Data export

We provide several ways to export reduced data from CarboKitten to CSV files that are easier to read, visualize and post-process for most people.

⪡export-specification⪢≣
abstract type ExportSpecification end

@kwdef struct CSV <: ExportSpecification
    grid_locations::Vector{NTuple{2,Int}}
    output_files::IdDict{Symbol,String}
end

CSV(grid_locations, kwargs...) = CSV(grid_locations, IdDict(kwargs...))
using CarboKitten.Export: CSV

CSV(tuple.(10:20:70, 25),
  :sediment_accumulation_curve => "run_06_sac.csv",
  :age_depth_model             => "run_06_adm.csv",
  :stratigraphic_column        => "run_06_sc.csv",
  :metadata                    => "run_06.toml")
CarboKitten.Export.CSV([(10, 25), (30, 25), (50, 25), (70, 25)], IdDict(:age_depth_model => "run_06_adm.csv", :metadata => "run_06.toml", :sediment_accumulation_curve => "run_06_sac.csv", :stratigraphic_column => "run_06_sc.csv"))

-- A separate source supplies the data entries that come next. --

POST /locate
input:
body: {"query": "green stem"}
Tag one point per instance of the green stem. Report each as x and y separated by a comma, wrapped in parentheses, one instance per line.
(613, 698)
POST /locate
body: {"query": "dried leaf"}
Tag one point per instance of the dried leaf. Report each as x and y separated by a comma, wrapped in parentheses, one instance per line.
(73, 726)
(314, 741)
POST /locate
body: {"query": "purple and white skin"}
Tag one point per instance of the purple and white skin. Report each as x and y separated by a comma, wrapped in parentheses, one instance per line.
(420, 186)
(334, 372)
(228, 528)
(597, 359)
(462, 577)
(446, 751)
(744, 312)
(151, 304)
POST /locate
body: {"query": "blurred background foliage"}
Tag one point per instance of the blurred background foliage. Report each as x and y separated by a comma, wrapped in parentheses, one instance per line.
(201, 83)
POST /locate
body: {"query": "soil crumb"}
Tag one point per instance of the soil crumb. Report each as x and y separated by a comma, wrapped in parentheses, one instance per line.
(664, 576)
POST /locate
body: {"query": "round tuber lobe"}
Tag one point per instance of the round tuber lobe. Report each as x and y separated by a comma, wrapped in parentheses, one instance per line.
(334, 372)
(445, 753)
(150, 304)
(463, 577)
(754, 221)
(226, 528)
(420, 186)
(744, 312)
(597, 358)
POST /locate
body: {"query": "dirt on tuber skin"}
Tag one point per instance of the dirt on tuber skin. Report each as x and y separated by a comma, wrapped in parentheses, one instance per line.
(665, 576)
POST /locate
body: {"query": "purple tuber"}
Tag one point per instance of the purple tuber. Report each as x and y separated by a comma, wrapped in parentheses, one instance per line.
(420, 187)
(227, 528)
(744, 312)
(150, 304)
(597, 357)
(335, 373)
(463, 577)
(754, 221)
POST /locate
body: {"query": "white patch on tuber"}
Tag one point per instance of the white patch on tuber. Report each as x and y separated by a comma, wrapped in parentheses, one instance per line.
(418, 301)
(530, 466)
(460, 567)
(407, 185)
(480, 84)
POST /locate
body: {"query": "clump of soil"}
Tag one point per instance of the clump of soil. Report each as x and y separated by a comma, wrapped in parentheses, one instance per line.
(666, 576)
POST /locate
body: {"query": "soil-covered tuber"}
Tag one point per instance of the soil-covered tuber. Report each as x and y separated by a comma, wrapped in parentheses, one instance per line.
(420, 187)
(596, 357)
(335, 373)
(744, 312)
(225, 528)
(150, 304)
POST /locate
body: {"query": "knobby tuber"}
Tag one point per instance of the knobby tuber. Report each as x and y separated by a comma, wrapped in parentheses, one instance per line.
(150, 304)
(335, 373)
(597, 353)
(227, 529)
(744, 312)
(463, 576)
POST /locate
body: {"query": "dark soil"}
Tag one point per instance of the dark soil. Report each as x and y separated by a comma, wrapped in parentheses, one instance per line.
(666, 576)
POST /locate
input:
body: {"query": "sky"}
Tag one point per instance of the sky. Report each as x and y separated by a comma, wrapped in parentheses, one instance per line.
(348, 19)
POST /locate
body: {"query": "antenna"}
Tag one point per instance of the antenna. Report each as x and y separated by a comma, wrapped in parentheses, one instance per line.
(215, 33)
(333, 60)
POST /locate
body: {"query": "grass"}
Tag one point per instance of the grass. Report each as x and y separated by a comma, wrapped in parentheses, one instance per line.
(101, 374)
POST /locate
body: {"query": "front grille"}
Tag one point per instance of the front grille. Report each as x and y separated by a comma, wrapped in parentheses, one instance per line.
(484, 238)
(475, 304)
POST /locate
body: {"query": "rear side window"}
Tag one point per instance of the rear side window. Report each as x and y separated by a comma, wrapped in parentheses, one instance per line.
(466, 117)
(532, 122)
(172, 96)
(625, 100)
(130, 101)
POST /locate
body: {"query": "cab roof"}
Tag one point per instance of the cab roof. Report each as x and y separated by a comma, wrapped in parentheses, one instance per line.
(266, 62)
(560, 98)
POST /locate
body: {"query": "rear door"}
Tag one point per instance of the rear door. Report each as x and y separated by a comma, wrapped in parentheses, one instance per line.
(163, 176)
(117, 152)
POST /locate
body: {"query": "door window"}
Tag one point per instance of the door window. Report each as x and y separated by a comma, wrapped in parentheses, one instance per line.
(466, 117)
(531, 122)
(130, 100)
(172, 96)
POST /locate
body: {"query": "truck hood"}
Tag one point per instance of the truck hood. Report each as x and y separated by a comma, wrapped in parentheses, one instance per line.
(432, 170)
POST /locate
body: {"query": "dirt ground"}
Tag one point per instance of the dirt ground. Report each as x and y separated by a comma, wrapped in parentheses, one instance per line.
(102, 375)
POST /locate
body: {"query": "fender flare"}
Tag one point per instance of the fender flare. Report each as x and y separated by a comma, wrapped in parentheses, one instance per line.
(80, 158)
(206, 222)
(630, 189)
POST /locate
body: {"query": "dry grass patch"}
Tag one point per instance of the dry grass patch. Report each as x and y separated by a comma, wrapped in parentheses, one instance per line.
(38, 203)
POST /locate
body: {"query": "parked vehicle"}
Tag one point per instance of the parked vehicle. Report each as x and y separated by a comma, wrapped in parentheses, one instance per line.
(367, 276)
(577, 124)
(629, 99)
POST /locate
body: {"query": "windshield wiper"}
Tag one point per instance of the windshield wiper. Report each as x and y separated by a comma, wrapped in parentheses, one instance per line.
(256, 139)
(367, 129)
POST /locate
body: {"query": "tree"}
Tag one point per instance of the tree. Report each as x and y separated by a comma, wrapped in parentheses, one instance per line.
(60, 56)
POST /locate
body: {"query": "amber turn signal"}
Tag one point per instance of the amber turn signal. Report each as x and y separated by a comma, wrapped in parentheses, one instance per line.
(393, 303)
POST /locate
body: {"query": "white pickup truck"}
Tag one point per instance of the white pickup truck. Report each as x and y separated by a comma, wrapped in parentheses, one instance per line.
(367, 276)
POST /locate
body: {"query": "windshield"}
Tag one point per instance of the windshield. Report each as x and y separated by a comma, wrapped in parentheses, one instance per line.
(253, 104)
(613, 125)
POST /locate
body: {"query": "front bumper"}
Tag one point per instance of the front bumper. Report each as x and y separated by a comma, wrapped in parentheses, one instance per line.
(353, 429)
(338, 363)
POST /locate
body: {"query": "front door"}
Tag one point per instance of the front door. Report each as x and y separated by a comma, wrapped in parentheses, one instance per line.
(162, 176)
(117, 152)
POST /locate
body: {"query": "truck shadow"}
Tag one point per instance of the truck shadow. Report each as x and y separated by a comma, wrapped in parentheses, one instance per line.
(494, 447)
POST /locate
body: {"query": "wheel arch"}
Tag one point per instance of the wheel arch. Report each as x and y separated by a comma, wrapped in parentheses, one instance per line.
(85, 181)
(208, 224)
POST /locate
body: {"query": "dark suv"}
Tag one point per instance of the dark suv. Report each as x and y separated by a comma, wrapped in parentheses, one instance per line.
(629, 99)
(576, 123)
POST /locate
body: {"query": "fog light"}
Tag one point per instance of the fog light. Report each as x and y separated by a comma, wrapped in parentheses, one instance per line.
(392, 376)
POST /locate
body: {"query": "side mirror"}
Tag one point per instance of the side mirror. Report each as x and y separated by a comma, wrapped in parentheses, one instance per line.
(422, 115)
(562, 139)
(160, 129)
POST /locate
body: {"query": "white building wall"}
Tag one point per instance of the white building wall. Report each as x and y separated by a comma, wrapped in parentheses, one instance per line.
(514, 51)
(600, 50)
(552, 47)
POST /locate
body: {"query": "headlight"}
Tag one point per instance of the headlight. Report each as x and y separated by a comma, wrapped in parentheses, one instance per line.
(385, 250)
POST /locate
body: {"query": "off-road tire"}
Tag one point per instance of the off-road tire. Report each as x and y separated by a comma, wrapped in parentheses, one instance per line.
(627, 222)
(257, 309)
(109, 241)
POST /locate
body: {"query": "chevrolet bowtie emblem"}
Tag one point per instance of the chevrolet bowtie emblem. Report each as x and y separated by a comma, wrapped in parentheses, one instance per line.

There is a data_export function that can be overloaded with any ExportSpcification. When given a CSV specification, files are written as given.

  • :sediment_accumulation_curve (SAC) is another term for sediment_height elsewhere in the code.
  • :age_depth_model (ADM) is a monotonic version of the SAC, relating depth to age.
  • :stratigraphic_column amount of deposited material per facies per time step, corrected for disintegrated material. The cumulative sum of the SC should add up to the ADM.
  • :metadata some metadata, written as a TOML file.

Tests

We have a test case with just three pixels.

  1. Uniform production
  2. Uniform production, top-hat disintegration, making the sediment accumulation non-monotonic
  3. Linearly increasing production (not sure what this adds)
⪡export-test-case⪢≣
const AXES1 = Axes(
    x=[0.0, 1.0, 2.0] * u"m",
    y=[1.0] * u"m",
    t=(0.0:0.1:1.0) * u"Myr")

const HEADER1 = Header(
    tag="test",
    axes=AXES1,
    write_interval=1,
    Δt=0.1u"Myr",
    time_steps=10,
    initial_topography=zeros(typeof(1.0u"m"), 3, 3),
    sea_level=zeros(typeof(1.0u"m"), 10),
    subsidence_rate=10u"m/Myr")

const PRODUCTION1 = reshape(
    hcat(ones(Amount, 10),
        ones(Amount, 10),
        cumsum(ones(Amount, 10)) / 5.5)',
    1, 3, 1, 10)

const DISINTEGRATION1 = reshape(
    hcat(zeros(Amount, 10),
        1:10 .|> (x -> x < 4 || x > 6 ? 0.0u"m" : 2.0u"m"),
        zeros(Amount, 10))',
    1, 3, 1, 10)

const ELEVATION1 = cat(
    [0.0, 0.0, 0.0]u"m",
    cumsum(PRODUCTION1 .- DISINTEGRATION1; dims=4)[1, :, :, :];
    dims=3)

const DATA1 = Data(
    disintegration=DISINTEGRATION1,
    production=PRODUCTION1,
    deposition=PRODUCTION1 .- DISINTEGRATION1,
    sediment_elevation=ELEVATION1)

const GRID_LOCATIONS1 = [(1, 1), (2, 1), (3, 1)]

Sediment Accumulation

Writing CSV files

The CSV.jl module lets us write a DataFrame to CSV, but doesn't work so well in combination with Units.

⪡export-function⪢≣
"""
    unitful_headers(df::DataFrame)

Gets a string representation for all column names including their unit.
Returns a `Vector{String}`.
"""
unitful_headers(df::DataFrame) =
    ["$(e.variable) [$(unit(e.eltype))]" for e in eachrow(describe(df))]

"""
    ustrip(df::DataFrame)

Strip units from a `DataFrame`. Returns a new `DataFrame`.
"""
Unitful.ustrip(df::DataFrame) =
    DataFrame((e.variable => df[!, e.variable] / unit(e.eltype)
               for e in eachrow(describe(df)))...)

"""
    write_unitful_csv(io::IO, df::DataFrame)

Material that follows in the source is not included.